How is Plan B different from Case Western Reserve University's Plan A?
Plan A is a defined-contribution program where participants direct their own investments among vendor-provided options. Plan B is a defined-benefit plan — a traditional pension where the university contributes annually based on a percentage of earnings and the participant receives a monthly retirement benefit determined by a formula. Plan B covers only staff hired before July 1, 2015, and is now closed to new entrants.
Who administers the plan and makes investment decisions?
Case Western Reserve University serves as the plan sponsor and administrator. Investment oversight, actuarial assumptions, and funding decisions are handled through the university's internal benefits and finance administration. Public filings do not identify a separate investment committee or dedicated pension investment staff independent of the university's central administration.
Can participants take a lump sum instead of monthly pension payments?

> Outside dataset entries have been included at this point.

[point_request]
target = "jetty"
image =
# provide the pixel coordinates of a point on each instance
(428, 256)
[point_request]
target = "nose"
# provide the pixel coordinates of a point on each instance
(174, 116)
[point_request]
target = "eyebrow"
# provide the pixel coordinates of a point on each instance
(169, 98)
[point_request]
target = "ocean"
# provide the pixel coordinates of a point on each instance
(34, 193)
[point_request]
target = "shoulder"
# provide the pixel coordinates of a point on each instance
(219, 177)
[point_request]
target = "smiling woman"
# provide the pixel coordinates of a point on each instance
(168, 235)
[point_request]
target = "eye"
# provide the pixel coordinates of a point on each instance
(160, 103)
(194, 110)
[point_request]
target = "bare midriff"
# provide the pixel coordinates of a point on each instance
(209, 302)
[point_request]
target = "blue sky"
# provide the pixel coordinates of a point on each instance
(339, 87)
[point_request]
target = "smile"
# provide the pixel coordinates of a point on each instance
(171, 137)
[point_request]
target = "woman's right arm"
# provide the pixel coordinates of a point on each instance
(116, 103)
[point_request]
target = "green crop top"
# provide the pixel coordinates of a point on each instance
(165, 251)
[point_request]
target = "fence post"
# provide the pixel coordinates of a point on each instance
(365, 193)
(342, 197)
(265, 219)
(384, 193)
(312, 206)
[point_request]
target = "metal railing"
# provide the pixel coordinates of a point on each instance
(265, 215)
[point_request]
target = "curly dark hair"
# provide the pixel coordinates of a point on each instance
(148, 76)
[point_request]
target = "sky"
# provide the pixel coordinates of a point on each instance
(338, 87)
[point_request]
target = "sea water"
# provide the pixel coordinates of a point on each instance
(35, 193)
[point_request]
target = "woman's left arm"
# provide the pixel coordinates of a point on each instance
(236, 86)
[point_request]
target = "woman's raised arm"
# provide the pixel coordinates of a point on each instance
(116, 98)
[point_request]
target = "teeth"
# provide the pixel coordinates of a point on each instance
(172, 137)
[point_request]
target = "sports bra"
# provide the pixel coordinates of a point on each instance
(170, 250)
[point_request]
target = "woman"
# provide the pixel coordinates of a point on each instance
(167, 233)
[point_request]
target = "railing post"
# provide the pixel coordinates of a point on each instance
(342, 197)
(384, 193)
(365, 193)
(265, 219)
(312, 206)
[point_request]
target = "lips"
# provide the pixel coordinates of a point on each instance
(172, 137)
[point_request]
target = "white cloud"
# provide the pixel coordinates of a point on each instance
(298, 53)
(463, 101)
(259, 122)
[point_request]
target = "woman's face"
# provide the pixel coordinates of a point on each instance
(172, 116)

Yes, the plan permits participants to elect a lump-sum cash payment for benefits accrued after July 1, 1992, in lieu of receiving monthly pension payments for that portion of the benefit. Benefits accrued before that date are payable only as an annuity. The lump-sum option creates an attrition mechanism that gradually shrinks the plan's participant base and liability profile.

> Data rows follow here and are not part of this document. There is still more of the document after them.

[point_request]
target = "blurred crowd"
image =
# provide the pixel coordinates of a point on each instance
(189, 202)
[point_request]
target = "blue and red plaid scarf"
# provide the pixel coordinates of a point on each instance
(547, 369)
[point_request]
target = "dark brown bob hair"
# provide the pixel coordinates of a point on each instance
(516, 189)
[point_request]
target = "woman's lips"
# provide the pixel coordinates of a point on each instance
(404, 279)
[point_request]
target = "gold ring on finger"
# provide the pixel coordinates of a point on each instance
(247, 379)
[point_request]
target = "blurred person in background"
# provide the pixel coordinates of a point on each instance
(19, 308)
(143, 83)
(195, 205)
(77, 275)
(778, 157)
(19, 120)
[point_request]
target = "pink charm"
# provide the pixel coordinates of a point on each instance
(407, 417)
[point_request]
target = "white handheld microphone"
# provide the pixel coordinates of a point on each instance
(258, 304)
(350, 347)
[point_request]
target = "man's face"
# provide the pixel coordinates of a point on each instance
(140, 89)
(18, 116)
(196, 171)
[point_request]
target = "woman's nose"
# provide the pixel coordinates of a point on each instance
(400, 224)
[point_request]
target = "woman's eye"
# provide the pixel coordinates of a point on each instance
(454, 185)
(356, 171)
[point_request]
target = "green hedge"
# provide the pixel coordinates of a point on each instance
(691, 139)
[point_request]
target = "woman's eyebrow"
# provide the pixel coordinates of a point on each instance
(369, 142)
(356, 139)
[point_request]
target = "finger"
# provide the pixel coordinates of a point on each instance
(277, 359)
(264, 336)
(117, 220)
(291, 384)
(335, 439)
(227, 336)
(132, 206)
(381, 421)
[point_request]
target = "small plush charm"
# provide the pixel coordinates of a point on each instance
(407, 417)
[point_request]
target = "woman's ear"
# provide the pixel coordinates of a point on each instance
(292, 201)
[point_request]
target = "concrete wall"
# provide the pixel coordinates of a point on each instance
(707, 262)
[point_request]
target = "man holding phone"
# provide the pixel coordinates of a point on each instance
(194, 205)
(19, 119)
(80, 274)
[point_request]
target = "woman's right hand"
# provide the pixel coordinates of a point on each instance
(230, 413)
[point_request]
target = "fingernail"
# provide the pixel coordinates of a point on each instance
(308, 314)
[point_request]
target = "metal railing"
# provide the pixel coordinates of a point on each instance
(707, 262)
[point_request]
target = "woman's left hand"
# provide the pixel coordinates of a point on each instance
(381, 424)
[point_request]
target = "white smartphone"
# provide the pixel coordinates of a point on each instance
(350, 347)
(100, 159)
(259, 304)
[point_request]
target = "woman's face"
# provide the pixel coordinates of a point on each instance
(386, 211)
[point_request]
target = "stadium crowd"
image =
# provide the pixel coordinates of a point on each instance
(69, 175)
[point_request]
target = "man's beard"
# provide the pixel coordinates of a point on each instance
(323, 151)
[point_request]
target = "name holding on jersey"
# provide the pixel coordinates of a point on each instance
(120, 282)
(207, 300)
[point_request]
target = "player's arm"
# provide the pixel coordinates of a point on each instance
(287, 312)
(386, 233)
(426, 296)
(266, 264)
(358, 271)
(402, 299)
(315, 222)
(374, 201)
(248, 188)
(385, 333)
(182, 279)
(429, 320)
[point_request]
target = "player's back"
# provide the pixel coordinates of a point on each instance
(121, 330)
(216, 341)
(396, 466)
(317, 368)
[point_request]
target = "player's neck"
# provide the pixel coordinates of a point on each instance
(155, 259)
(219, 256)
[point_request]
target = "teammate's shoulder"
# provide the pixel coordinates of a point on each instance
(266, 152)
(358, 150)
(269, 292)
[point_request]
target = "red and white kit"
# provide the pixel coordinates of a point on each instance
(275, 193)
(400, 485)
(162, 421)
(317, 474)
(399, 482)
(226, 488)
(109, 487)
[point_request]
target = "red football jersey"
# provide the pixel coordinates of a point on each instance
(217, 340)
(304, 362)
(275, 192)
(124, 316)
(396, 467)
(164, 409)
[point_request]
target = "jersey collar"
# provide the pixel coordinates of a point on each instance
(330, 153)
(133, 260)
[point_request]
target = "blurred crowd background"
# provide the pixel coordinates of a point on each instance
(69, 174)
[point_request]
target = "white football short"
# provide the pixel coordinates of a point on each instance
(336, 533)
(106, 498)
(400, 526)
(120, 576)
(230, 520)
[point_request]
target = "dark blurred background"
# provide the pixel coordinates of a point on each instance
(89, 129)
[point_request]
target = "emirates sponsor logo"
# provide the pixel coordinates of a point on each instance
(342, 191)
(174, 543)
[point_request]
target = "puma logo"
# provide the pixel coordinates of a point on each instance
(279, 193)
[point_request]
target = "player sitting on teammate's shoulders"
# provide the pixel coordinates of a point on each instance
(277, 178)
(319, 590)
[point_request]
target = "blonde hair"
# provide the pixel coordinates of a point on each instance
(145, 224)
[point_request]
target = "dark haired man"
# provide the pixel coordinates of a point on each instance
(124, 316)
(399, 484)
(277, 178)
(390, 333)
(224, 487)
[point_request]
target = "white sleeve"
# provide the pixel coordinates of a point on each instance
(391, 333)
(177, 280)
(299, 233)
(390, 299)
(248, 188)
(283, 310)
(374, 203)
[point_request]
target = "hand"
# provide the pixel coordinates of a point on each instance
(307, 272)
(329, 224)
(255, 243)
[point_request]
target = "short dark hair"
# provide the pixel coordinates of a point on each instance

What is the relationship between Plan B and University Hospitals of Cleveland?
Plan documents reference University Hospitals of Cleveland in the context of participant transfers between the two institutions. Employment transitions between CWRU and the hospital system can trigger specific plan provisions. The exact nature of the arrangement — whether a reciprocity agreement, prior corporate affiliation, or shared historical sponsorship — is not detailed in publicly available documents.
Does the plan publish its investment portfolio or asset allocation?
No. Case Western Reserve University does not publicly disclose the investment portfolio, asset allocation, external manager roster, or funding ratio for Plan B. The plan does not appear in public pension investment board minutes, as private university retirement plans are generally exempt from state-level public-records requirements that apply to public employee pension systems.
What interest rate does the plan guarantee on contributions?
The plan guarantees a minimum interest rate on plan contributions, compounded annually. The specific rate is not permanently fixed in public plan summaries — it may adjust periodically per plan rules or actuarial assumptions. Participants should consult current plan documents or the CWRU benefits office for the applicable rate in a given plan year.